To understand this system, one needs to understand a number of related mechanisms: 1) what types of neurons are present in the radial and oral ring nerve, how they are connected, and how they exchange information; 2) how are light stimuli processed by the photoreceptor cells; 3) how is the information processed by the photoreceptors sent to the neurons in the radial nerves. These are basic molecular, morphological and electrophysiological properties that are necessary to establish in order to make a working model of vision. Behavioral assays will also be necessary to establish the resolution of the visual system – the dimension of detectable visual stimuli and the extent the animal will move towards or away from them. This information has high ethological value, as it establishes what the animal can and cannot do based on visual stimuli in its environment.
Next, to obtain a more refined model, the specific mechanisms of information exchange between stimuli, photoceptors, neurons and motor output must be understood. Perhaps surprisingly, little is known about the elements essential to uncover these mechanisms. The 5 radial nerves are connected to an oval ring, but the anatomical details are unknown. Neural cell types are also unknown; neurons are broadly divided into excitatory and inhibitory, according to the type of action they exert on their target neurons, and more refined subdivisions exist. The team will have to establish what type of neural cells make up the radial and the oral nerve together. They will also have to establish their pattern of connectivity, i.e., which cell types are preferably linked together, and in which direction. Do neurons receive only direct input from earlier stages, as in a feed-forward network architecture, or is there evidence of “recurrent” feedback from neurons in the same nerve structure, as it is known to be the case in single layers of the mammalian cortex?
Another mechanism that will have to be determined is whether sea urchin neurons communicate preferably via chemical or electrical routes. Mammalian neurons can exchange electrical information via chemical synapses (the predominant method) or via electrical contact points called ‘gap junctions’. Which one is the case for the sea urchin?
These considerations show that a large amount of experimental information will have to be gathered in order to construct a coherent understanding of decentralized vision in this fascinating creature. This is the reason why the team comprises expertise at several levels spanning molecular to behavioral. The team is confident that, in addition to aiding a computational model of decentralized vision, their work will provide the wider community with a great deal of information on yet unknown molecular, morphological and behavioral aspects of echinoderms’ biology.
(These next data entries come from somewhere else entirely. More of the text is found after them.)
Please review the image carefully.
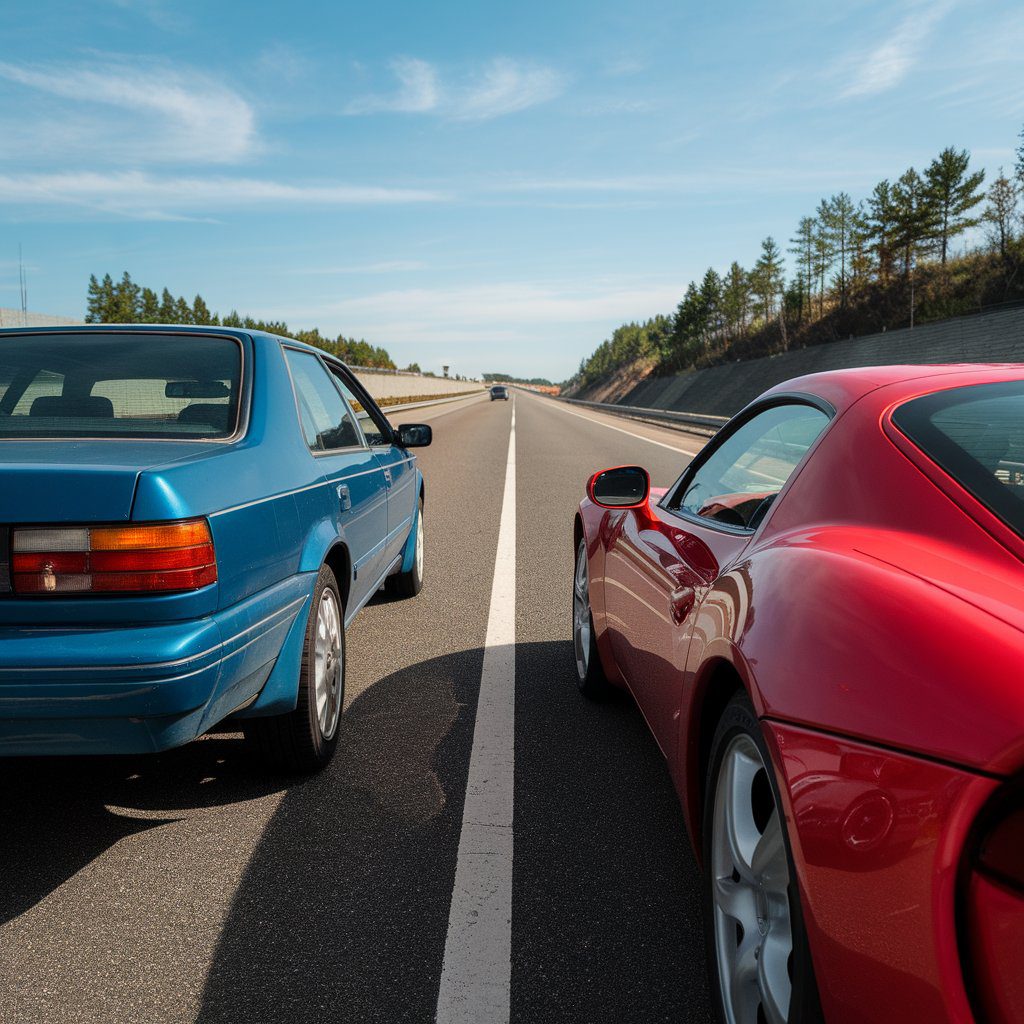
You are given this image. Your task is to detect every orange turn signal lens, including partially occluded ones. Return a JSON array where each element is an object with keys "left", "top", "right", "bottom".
[
  {"left": 89, "top": 519, "right": 213, "bottom": 551},
  {"left": 10, "top": 519, "right": 217, "bottom": 594}
]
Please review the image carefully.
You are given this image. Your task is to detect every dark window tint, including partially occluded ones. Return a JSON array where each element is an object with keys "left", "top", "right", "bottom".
[
  {"left": 893, "top": 381, "right": 1024, "bottom": 536},
  {"left": 331, "top": 367, "right": 391, "bottom": 446},
  {"left": 286, "top": 348, "right": 361, "bottom": 452},
  {"left": 675, "top": 404, "right": 828, "bottom": 529},
  {"left": 0, "top": 333, "right": 242, "bottom": 438}
]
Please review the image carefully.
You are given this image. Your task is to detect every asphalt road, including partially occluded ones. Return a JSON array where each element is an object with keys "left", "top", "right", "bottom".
[{"left": 0, "top": 393, "right": 709, "bottom": 1024}]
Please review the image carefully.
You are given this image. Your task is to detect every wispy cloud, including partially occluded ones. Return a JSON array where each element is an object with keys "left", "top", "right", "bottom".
[
  {"left": 0, "top": 171, "right": 449, "bottom": 219},
  {"left": 840, "top": 0, "right": 953, "bottom": 99},
  {"left": 110, "top": 0, "right": 187, "bottom": 32},
  {"left": 345, "top": 57, "right": 440, "bottom": 114},
  {"left": 0, "top": 60, "right": 256, "bottom": 163},
  {"left": 344, "top": 57, "right": 565, "bottom": 121},
  {"left": 276, "top": 278, "right": 679, "bottom": 344},
  {"left": 297, "top": 259, "right": 427, "bottom": 274}
]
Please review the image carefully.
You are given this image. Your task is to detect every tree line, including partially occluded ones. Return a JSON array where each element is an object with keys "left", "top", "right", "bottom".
[
  {"left": 566, "top": 130, "right": 1024, "bottom": 390},
  {"left": 85, "top": 270, "right": 399, "bottom": 373}
]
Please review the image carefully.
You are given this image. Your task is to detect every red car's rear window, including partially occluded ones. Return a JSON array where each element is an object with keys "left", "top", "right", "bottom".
[
  {"left": 892, "top": 381, "right": 1024, "bottom": 537},
  {"left": 0, "top": 332, "right": 242, "bottom": 440}
]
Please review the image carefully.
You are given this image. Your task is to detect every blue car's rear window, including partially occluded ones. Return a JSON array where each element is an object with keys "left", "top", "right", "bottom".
[{"left": 0, "top": 332, "right": 242, "bottom": 439}]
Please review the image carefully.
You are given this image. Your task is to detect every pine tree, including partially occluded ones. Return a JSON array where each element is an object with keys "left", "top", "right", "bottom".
[
  {"left": 983, "top": 167, "right": 1022, "bottom": 263},
  {"left": 139, "top": 288, "right": 160, "bottom": 324},
  {"left": 867, "top": 179, "right": 897, "bottom": 287},
  {"left": 190, "top": 295, "right": 213, "bottom": 324},
  {"left": 892, "top": 167, "right": 936, "bottom": 278},
  {"left": 818, "top": 193, "right": 857, "bottom": 309},
  {"left": 751, "top": 234, "right": 785, "bottom": 321},
  {"left": 85, "top": 273, "right": 114, "bottom": 324},
  {"left": 158, "top": 288, "right": 174, "bottom": 324},
  {"left": 700, "top": 267, "right": 722, "bottom": 349},
  {"left": 108, "top": 270, "right": 140, "bottom": 324},
  {"left": 722, "top": 262, "right": 751, "bottom": 337},
  {"left": 790, "top": 217, "right": 817, "bottom": 321},
  {"left": 925, "top": 145, "right": 985, "bottom": 266}
]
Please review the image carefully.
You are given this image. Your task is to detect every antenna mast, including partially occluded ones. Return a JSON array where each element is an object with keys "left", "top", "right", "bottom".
[{"left": 17, "top": 242, "right": 29, "bottom": 327}]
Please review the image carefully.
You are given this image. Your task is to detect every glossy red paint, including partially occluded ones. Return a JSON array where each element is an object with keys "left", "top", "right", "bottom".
[{"left": 580, "top": 366, "right": 1024, "bottom": 1024}]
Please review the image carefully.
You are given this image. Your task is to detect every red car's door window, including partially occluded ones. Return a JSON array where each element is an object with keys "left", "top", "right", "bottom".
[
  {"left": 605, "top": 403, "right": 828, "bottom": 757},
  {"left": 673, "top": 404, "right": 828, "bottom": 529}
]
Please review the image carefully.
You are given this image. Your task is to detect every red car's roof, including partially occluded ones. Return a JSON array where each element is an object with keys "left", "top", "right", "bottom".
[{"left": 766, "top": 362, "right": 1024, "bottom": 412}]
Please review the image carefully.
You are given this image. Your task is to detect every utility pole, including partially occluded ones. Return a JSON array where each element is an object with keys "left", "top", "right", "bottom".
[
  {"left": 17, "top": 242, "right": 29, "bottom": 327},
  {"left": 910, "top": 247, "right": 918, "bottom": 331}
]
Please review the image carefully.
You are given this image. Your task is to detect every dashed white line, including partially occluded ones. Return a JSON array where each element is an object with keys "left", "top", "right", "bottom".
[{"left": 436, "top": 399, "right": 515, "bottom": 1024}]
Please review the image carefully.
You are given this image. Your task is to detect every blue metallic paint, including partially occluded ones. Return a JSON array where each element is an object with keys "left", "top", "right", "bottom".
[{"left": 0, "top": 327, "right": 423, "bottom": 755}]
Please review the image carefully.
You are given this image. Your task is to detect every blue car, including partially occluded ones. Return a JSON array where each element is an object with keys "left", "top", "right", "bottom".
[{"left": 0, "top": 326, "right": 431, "bottom": 771}]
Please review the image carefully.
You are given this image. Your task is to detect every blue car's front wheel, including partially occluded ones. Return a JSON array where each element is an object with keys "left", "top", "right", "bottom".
[{"left": 245, "top": 565, "right": 345, "bottom": 772}]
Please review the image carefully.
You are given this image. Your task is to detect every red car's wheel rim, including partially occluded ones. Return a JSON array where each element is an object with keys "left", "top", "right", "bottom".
[{"left": 711, "top": 733, "right": 793, "bottom": 1024}]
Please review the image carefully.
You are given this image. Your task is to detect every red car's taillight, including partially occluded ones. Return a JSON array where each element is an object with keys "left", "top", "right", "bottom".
[
  {"left": 10, "top": 519, "right": 217, "bottom": 594},
  {"left": 966, "top": 793, "right": 1024, "bottom": 1024}
]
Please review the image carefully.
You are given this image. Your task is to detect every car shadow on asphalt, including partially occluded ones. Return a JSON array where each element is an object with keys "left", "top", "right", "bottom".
[
  {"left": 0, "top": 641, "right": 706, "bottom": 1024},
  {"left": 0, "top": 735, "right": 288, "bottom": 926}
]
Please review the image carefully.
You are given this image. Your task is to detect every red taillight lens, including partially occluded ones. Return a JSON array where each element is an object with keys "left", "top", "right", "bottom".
[
  {"left": 964, "top": 791, "right": 1024, "bottom": 1024},
  {"left": 978, "top": 806, "right": 1024, "bottom": 895},
  {"left": 10, "top": 519, "right": 217, "bottom": 594}
]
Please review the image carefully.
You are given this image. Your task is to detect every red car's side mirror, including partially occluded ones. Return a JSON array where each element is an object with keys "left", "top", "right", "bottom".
[{"left": 587, "top": 466, "right": 650, "bottom": 509}]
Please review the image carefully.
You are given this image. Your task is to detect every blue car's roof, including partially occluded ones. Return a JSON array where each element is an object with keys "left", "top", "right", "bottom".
[{"left": 0, "top": 324, "right": 338, "bottom": 359}]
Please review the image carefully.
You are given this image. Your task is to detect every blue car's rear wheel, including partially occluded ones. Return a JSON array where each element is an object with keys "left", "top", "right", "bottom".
[
  {"left": 245, "top": 565, "right": 345, "bottom": 772},
  {"left": 386, "top": 498, "right": 423, "bottom": 597}
]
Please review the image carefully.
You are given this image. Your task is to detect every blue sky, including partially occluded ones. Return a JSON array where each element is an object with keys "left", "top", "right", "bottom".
[{"left": 0, "top": 0, "right": 1024, "bottom": 379}]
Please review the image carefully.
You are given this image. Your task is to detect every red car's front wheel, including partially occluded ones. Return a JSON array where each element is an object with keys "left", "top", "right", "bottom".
[{"left": 572, "top": 539, "right": 608, "bottom": 697}]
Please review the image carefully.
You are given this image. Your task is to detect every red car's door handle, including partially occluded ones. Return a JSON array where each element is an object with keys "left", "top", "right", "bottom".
[{"left": 671, "top": 587, "right": 694, "bottom": 626}]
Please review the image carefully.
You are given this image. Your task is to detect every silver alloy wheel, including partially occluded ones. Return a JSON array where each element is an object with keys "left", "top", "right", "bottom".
[
  {"left": 313, "top": 587, "right": 344, "bottom": 739},
  {"left": 415, "top": 508, "right": 423, "bottom": 580},
  {"left": 572, "top": 541, "right": 590, "bottom": 681},
  {"left": 711, "top": 733, "right": 793, "bottom": 1024}
]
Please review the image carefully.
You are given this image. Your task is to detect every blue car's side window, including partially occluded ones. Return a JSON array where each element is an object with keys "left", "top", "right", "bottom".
[{"left": 285, "top": 348, "right": 362, "bottom": 452}]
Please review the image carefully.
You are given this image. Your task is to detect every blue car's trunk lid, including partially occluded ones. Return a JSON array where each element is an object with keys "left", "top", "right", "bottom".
[{"left": 0, "top": 440, "right": 219, "bottom": 527}]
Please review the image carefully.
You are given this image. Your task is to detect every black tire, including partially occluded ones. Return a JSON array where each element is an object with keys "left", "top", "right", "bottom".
[
  {"left": 701, "top": 691, "right": 824, "bottom": 1024},
  {"left": 244, "top": 565, "right": 345, "bottom": 773},
  {"left": 384, "top": 497, "right": 423, "bottom": 597},
  {"left": 572, "top": 538, "right": 609, "bottom": 700}
]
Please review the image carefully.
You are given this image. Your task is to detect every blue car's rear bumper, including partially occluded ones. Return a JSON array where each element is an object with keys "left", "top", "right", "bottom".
[{"left": 0, "top": 573, "right": 311, "bottom": 756}]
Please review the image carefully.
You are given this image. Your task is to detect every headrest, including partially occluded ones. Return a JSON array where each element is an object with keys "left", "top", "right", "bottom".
[
  {"left": 29, "top": 394, "right": 114, "bottom": 420},
  {"left": 178, "top": 401, "right": 230, "bottom": 433}
]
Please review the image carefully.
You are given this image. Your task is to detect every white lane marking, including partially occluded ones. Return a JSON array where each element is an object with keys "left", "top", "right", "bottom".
[
  {"left": 520, "top": 391, "right": 703, "bottom": 456},
  {"left": 436, "top": 399, "right": 515, "bottom": 1024}
]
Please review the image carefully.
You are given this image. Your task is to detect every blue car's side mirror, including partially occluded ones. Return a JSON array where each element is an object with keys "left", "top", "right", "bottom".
[{"left": 395, "top": 423, "right": 434, "bottom": 447}]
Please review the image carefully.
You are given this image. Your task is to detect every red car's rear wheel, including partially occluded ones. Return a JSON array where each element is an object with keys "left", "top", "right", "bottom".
[{"left": 703, "top": 693, "right": 822, "bottom": 1024}]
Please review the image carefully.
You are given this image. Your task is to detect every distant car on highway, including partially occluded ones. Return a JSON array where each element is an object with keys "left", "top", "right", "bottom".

Decentralized vision itself, using the sea urchin as a model organism, can prove useful beyond the biological realm, as it may lead to applications in the field of bio-mimetics. Potential biomimetic applications include robotic miniaturization, smart probes, and intelligent materials where dispersed light detectors control the properties of the material. It’s too early to say how much we will learn from this venture, but the road is full of exciting possibilities.